Tarrant told investigators that although he frequented extreme right-wing discussion boards on websites like 4chan and 8chan, he found YouTube a far more significant source of information and inspiration.

Ardern said she planned to speak to leaders at YouTube about how the gunman had become inspired by videos on the site.

In 2018, Tarrant was treated at Dunedin Hospital for injuries to his right eye and thigh after telling doctors he accidentally fired a gun while cleaning it at his apartment, the report says. He received government compensation for his injury, which wasn’t reported to the police. The hospital registrar said the accident appeared to be careless and “a little unusual” but otherwise didn’t set off alarm bells.

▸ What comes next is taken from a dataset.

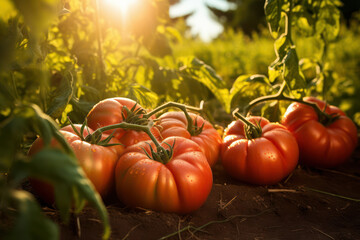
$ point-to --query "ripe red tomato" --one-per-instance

Health authorities also wrote that Tarrant was taking unprescribed steroids and injecting testosterone after he was treated for abdominal pain, but they didn’t report that to the police either.

As part of the process for getting a gun license, Tarrant was required to provide to police the names of two people who could speak to his good character. He gave them the name of a friend he knew mostly online from gaming together, along with that of a friend’s father. Vetting officers interviewed Tarrant and the referees, and recommended that he be given the license.

Police Commissioner Andrew Coster said that in deciding whether Tarrant was “fit and proper” to hold a gun license, “we could have done more to consider whether the two referees knew the individual well enough to serve as referees.”